Lower back ache due to tight hips?

As the centre of our body the hips has an important job to balance us in all directions and connect our lower body to our upper body. However sitting still for long periods of time will start shortening the muscles at the front of your hip, connecting your abdomen to your thighs.

If you then stand up and your hip is tight rather than lengthening, the pelvis will be tipped forward, so the opposite to what happens if you have tight hamstrings (read more about that here).

That forward tilt will shorten and compress your lower back and increase the natural curve we have there. With your hip locked in that forward position your lower back will also have to do a lot more work, for example when you bend forward to pick something up the movement will come from your back rather than your hip.

So if you constantly feel pressure, pain or niggles in your lower back and massage or stretching doesn’t seem to do anything the problem could be your hips being to tight.

You might also have heard that it is common to store stress and negative emotions in your hips, and there is actually a scientific reason for this.

A while ago (when we were hunters and gatherers) we were surviving and relaying a lot on our instincts, fight or flight. So when something stressful happened, like an angry looking bear (or boss) coming charging towards us, the middle part of our body (the hips) would tense up and prepare us to either use our legs to run or our arms to fight.

So as with most bad things it is easy to end up in a negative spiral, where your tight hips causes your body to think that something stressful is happening, which results in you being stressed and therefore tense up your hips even more.

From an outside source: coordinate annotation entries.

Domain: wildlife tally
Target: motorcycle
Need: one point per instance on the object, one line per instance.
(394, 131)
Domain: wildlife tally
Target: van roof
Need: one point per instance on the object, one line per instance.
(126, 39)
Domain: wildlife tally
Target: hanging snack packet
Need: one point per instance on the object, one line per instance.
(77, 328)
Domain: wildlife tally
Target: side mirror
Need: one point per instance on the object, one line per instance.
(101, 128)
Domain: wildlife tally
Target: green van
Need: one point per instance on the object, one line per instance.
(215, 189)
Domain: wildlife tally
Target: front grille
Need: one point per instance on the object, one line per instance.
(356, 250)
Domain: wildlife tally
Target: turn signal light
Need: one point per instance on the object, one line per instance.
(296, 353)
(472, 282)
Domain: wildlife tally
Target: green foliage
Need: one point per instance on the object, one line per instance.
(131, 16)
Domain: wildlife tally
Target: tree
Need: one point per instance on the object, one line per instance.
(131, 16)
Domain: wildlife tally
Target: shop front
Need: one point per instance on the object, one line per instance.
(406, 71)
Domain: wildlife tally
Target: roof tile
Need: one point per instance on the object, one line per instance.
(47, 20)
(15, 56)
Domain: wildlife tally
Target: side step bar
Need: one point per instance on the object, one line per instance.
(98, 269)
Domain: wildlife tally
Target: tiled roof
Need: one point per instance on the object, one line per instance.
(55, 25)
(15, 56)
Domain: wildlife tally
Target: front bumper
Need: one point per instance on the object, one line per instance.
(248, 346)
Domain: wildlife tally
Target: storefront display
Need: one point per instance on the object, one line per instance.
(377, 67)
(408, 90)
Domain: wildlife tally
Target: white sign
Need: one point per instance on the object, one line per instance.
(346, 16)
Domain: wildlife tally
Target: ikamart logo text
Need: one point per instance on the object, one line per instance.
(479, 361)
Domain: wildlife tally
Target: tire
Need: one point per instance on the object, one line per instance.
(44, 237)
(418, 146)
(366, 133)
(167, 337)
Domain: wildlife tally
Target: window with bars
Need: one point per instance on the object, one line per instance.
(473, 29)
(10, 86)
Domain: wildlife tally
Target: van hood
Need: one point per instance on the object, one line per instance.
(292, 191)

To break out of this spiral you might have to do some gentle hip stretches and actively trying to relax and release tension in your mind and your body, specifically your hips.

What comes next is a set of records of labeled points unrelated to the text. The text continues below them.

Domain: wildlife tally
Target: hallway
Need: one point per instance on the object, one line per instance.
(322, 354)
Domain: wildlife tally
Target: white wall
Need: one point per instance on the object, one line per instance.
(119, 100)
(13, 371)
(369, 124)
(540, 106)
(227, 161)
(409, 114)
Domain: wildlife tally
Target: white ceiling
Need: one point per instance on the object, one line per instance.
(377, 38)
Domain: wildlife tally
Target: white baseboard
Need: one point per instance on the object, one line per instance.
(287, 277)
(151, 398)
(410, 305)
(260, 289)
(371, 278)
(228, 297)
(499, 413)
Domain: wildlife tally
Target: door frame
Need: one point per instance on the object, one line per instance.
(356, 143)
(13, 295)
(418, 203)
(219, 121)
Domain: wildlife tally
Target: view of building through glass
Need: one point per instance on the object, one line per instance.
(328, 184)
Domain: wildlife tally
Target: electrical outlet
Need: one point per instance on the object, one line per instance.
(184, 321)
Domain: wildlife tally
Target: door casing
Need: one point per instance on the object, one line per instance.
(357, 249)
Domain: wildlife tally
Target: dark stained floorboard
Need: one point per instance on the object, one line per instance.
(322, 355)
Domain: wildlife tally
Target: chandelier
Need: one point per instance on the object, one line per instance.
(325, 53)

Try Baddha konasana – bound angle pose

Sit down on the floor (you can always raise your hips slightly if you feel you lower back curving by sitting on a block or a book) and place the sole of your feet together, let your knees fall out to the side. Try to relax your hips here and let gravity do the work rather than forcing your knees close to the ground.


Followed by Gomukhanasana – Cow face pose

Start sitting cross-legged on the floor and then pull which ever foot is closer to you to the outside of the other hip, so if your left leg is closer when you are sitting cross-legged, bring your left foot to the outside of your right hip. Then try to place your right knee right on top of your left with your right foot placed to the outside of your left hip. Then do the other side.


These two poses stretch the inside and the outside of you hips and can comfortably be done in front of the TV.